Berbicara mengenai perbedaan kualitas media di Belanda dengan Indonesia, pihaknya memiliki penafsiran yang luas terhadap kebebasan pers yang ada di Belanda bahwa tidak ada perbedaan hak antara satu jenis media dan lainnya, seperti media cetak, media siaran dan media online.
Namun, ia mengemukakan, hal yang lebih penting adalah pemahaman kebebasan persnya, dan hukuman bagi media jika melanggar akan ditelaah melalui tiga hal, yaitu undang-undang aturan pidana, undang-undang aturan perdata, dan aturan dari media bersangkutan.
Wakil Ketua MA Belanda, J.B Fleers, dalam kesempatan tersebut mengungkapkan bahwa di negaranya jurnalis merupakan perpanjangan tangan publik sebagai Watch Dog of Democracy (penjaga demokrasi publik).
Mantan anggota Dewan Pers di Belanda itu mengemukakan, sepanjang 12 tahun terakhir hanya ada dua kasus pers ke MA Belanda mengenai gugatan perdata terhadap jurnalis, dan akhirnya dimenangkan oleh jurnalisnya.
Berkaitan dengan kerugian immaterial, menurut dia, dalam kebijakan Belanda jika berdampak pada kebebasan pers akan didenda sebesar 25.000 hingga 30.000 euro, sedangkan kerugian material itu harus buktikan kerugiannya dan ganti rugi terhadap orang yang diberitakan secara proporsional, yakni untuk orang biasa ganti ruginya kecil.
"Tetapi, jika ia orang terkenal, maka ganti ruginya makin besar. Hanya saja kalangan figur publik ataupun orang terkenal juga harus punya tanggung jawab sosial dan harus lebih toleran," ujarnya.

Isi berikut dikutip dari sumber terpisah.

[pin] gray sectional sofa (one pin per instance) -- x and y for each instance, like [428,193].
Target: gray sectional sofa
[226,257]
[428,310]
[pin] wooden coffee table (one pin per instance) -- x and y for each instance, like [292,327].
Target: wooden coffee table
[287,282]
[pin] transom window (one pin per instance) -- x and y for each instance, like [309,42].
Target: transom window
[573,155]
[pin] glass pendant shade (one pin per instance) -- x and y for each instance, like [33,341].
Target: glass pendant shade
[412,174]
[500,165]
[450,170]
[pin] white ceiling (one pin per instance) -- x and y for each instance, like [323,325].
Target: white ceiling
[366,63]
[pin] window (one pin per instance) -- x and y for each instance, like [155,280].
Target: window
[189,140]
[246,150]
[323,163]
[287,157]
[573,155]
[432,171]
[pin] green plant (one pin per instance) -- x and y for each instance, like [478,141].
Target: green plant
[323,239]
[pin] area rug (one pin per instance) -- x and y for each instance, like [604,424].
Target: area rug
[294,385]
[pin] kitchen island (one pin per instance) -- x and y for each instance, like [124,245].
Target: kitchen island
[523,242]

Jika ada upaya yang membuat terjadinya efek pembekuan pers, ia mengemukakan, maka untuk kasus di Belanda bilamana tidak ada dasar hukumnya membuat hakim dapat beropini secara sederhana, yakni kasusnya akan ditolak di pengadilan, serta jika ada kerugian dimungkinkan untuk menggugat balik.
Sementara itu, Bambang Harymurti selaku Wakil Ketua Dewan Pers Indonesia mengatakan, Kitab Undang-Undang Hukum Acara Pidana (KUHAP) yang terjemahan dari hukum peninggalan Belanda menanyakan latar belakang mengenai pencemaran nama baik, karena masih ada wartawan yang tersangkut kasus pencemaran nama baik dikriminalkan.

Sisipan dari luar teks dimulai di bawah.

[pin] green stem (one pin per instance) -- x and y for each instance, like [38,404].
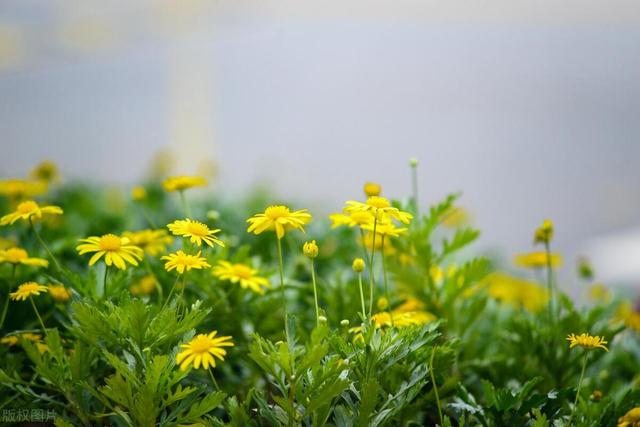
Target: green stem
[364,312]
[575,402]
[315,292]
[33,304]
[284,296]
[373,252]
[44,245]
[185,205]
[6,301]
[435,386]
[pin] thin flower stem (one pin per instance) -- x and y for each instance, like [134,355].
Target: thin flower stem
[315,292]
[213,379]
[575,402]
[185,204]
[373,253]
[435,386]
[44,245]
[364,312]
[284,296]
[33,304]
[6,301]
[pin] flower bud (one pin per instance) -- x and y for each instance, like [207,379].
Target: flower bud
[372,189]
[358,265]
[310,249]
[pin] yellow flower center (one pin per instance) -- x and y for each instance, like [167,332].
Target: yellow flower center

Perbedaan mendasarnya, menurut wartawan senior Kelompok Tempo itu adalah sejak tahun 1950an Belanda tergabung dalam UE, yang salah satu syaratnya negeri itu harus tunduk pada aturan Pengadilan HAM Eropa di kota Strasbourg di Prancis.

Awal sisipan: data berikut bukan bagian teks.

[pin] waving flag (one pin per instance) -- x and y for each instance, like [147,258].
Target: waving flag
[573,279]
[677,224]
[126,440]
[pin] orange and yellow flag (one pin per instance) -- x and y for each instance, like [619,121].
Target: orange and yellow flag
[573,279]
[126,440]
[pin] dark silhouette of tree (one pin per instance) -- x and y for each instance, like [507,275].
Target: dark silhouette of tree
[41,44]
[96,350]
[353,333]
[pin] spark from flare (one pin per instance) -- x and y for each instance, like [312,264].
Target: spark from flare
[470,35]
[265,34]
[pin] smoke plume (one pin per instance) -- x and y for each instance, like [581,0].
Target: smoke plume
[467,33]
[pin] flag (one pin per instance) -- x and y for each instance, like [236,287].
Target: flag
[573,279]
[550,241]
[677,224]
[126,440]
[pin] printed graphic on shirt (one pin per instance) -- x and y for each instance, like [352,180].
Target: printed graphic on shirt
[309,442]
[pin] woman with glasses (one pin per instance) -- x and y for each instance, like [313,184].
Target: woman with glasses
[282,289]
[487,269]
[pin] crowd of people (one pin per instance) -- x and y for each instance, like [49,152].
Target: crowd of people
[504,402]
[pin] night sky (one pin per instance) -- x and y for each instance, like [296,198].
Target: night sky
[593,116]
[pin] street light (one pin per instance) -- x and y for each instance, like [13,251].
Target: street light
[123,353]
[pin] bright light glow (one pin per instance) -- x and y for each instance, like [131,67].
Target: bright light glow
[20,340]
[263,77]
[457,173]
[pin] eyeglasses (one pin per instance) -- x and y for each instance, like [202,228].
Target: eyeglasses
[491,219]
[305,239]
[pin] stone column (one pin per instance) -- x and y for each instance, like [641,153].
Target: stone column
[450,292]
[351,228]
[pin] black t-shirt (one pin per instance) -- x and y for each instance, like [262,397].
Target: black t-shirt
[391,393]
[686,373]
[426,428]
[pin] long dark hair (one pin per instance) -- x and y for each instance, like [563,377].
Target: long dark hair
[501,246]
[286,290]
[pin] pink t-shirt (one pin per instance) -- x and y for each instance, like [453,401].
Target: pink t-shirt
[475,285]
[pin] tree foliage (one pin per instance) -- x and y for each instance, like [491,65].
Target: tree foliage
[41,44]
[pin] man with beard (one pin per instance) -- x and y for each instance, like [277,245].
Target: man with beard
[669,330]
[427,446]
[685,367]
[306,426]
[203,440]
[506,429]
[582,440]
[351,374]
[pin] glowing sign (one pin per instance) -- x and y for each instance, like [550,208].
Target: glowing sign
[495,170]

Pengadilan tersebut sangat menghormati pentingnya kebebasan pers sebagai pilar demokrasi, jadi meski hukumnya sama dan masih ada di Belanda dengan Indonesia, maka karena dasar itu jaksa tidak pernah memakai undang-undang tersebut akibat keharusannya tunduk pada pengadilan HAM Eropa.
Mengenai kasus gugatan terhadap tujuh media di Indonesia, Corstens menyarankan, Indonesia harus mempelajari keputusan - keputusan yang ada di komite Jenewa yang menafsirkan ICCPR (International Convention Civil & Political Rights).
Indonesia telah meratifikasi ICCPR dan Indonesia bisa mengajukan keluhan terhadap produk hukumnya dengan produk hukum internasional atau negara lain, dalam hal ini Belanda yang memiliki hukum pidana/perdata yang serupa dengan yang ada di Indonesia.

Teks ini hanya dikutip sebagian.